Agriculture is a cornerstone of India’s economy, employing between 40% and 50% of the country’s workforce, while feeding over a billion people. But it is becoming more and more threatened by extreme weather events linked to climate change. Between 2015 and 2021India lost 83.8 million acres (33.9 million hectares) to floods and excess rain, and 86.5 million acres (35 million hectares) to drought.
India’s farmers are predominantly smallholders—but these small farms, fragmented across the country, are heterogeneous and have limited data. This makes it difficult to draw up guidelines that can explain how they are affected by extreme weather events.

Jain’s ground-breaking research combines field interviews with satellite-based mapping tools to find out how farmers are responding and adapting to these increasing pressures.
Her research focuses on how smallholder agricultural production can be made sustainable, productive and more importantly, resilient to unpredictable weather. After working in the fields with farmers, from 2021 to 2023she then used historical data on groundwater availability and insights from working with farmers to determine how cropping patterns change under a warmer climate.
With this, she works to scale up the rich individual accounts from farmers, utilizing satellite and remote sensing tools to understand what is happening on a regional or national scale. She hopes this will provide further information on how we design policies that can future-proof agricultural production in the face of a changing climate.
For his work, Jain has now been awarded the opening ASU Science Award for Transformational Impactwhich recognizes research that not only advances knowledge, but also makes an important contribution to society.
She spoke to Live Science about her ability to connect the people on the ground with actionable solutions to reduce the environmental impact of food systems.
Editor’s note: This interview has been edited and condensed for clarity.
What shaped the kind of research you do today?
I spent a year in India doing research on the ground and spent a lot of time with small farmers. I became very interested in the impact of climate change on agriculture and how people adapt. After seeing how important agriculture was to daily livelihoods, and how uncertain and precarious agriculture had become in these times, it just made me feel very passionate about working on this issue.
Initially, when I started my work, I spent a lot of time asking them how they were affected by climate change and how they adapted. I learned to do remote sensing to use satellite images to scale what I saw, to a regional and national scale. Now, what I’m really interested in doing is thinking about how we can use these satellite data sets to better identify and target interventions to help farmers adapt further.

How does your work on the ground with farmers inform the more quantitative aspect of your work, ie satellite imagery and agricultural datasets?
Our work now focuses on the IGP region (the Indo-Gangetic Plains (IGP), which spans the states of Punjab, Haryana, Uttar Pradesh and Bihar) because it is the main breadbasket. It is there that a large proportion of India’s rice and wheat is produced. We identify which data products are of interest to produce by spending time on the ground.
For example (I heard) many farmers say they increased watering as the temperature warmed. So we decided to understand how big a problem it is, how much of it is happening across India. We then developed satellite datasets to measure irrigation. That’s where we spend time on the ground and use it to inform the datasets we produce in the lab.
How did this fieldwork and day-to-day interactions with farmers help you identify the gaps in your data, or did it complement the data you already had? Is this knowledge transferable across other agricultural regions in the tropics?
The satellite data, while very powerful for understanding patterns at large scales, doesn’t really allow you to understand the decision-making drivers behind the patterns you see. So we really rely on our household surveys – large-scale quantitative data – to understand these options.

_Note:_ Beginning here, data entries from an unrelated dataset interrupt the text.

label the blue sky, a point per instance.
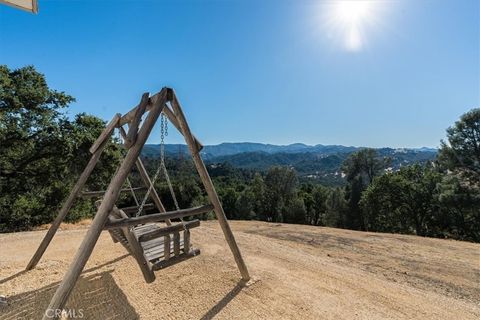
(263, 71)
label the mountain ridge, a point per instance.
(232, 148)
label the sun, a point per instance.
(350, 18)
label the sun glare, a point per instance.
(350, 18)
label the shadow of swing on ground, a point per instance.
(94, 297)
(224, 301)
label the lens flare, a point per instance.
(350, 20)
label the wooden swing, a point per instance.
(154, 246)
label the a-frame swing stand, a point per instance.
(109, 217)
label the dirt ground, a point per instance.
(300, 272)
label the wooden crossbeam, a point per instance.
(106, 133)
(130, 115)
(156, 217)
(93, 194)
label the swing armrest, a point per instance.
(168, 230)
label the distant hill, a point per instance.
(227, 148)
(319, 163)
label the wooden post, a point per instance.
(186, 241)
(63, 292)
(176, 244)
(147, 182)
(71, 198)
(209, 187)
(133, 126)
(166, 247)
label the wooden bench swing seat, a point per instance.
(155, 246)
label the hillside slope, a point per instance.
(301, 272)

While a large part of our work, probably 70% of it, is done in India, we are expanding our work to other countries. We take a similar approach and work with partners in Mexico, Colombia, Zambia and various smallholder farming systems across the tropics.

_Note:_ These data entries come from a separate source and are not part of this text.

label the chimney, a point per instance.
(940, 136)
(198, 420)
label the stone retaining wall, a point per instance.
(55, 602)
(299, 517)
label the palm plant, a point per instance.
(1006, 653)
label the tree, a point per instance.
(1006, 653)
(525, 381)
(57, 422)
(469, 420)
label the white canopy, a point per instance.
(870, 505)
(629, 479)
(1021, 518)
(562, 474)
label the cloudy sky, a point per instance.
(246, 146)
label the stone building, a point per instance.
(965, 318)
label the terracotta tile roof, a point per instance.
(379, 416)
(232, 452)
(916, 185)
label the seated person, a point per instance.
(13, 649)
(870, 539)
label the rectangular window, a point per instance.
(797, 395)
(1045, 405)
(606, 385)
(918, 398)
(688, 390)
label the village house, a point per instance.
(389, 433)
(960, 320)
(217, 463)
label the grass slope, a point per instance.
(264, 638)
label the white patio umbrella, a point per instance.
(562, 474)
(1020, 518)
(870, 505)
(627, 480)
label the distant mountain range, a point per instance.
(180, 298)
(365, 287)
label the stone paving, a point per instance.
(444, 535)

As climate change is primarily characterized by unpredictability, how does your research work to adapt or mitigate it?
There are two ways. One is that with the satellite data we can get a long-term historical understanding of cropping practices for about 20 years. Then we can put them into our models to understand how, when a particular weather event happened, what did people do in the past? What was the impact?

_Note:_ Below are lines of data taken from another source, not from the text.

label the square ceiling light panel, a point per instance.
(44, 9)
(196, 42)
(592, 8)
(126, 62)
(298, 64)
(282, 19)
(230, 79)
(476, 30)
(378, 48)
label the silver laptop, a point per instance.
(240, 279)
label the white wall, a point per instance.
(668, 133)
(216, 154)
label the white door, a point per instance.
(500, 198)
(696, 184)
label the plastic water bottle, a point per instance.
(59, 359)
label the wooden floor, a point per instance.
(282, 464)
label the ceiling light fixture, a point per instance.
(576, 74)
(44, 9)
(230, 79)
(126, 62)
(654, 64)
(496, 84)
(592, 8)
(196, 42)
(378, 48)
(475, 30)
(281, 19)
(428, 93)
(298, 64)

The other way they can help is with real-time monitoring. We can look at the vegetation growth curves of crops during a season. For example, our work has largely focused on wheat across the IGP. We also have some new work on rice and wheat in central India. We focus largely on cereal crops because they are the main basis for livelihoods and are also easier to map using satellite data.
You have considered data sets that map groundwater availability, climate change and crop patterns. How can this help inform mitigation or adaptation in the face of extreme weather events, heat waves, droughts and floods, particularly those affecting farmers in India and other South Asian countries?
The challenge when using historical data to understand how people adapt is that we can only tell how they have adapted to what has happened in the past. But obviously conditions are changing – extreme events are becoming more frequent. So definitely more work is needed in this space, because maybe taking what we learned historically wouldn’t exactly apply in the future. I think this is an important research question.
How will this research be expanded over the next few years?
The kind of projects I’m really excited about now are projects where we use satellite data to target and inform intervention, which is more action-oriented. To give an example, I have some work where we’re trying to see if we can use satellite data to pick up the lowest gearing fields, and ultimately target interventions (in those regions of India).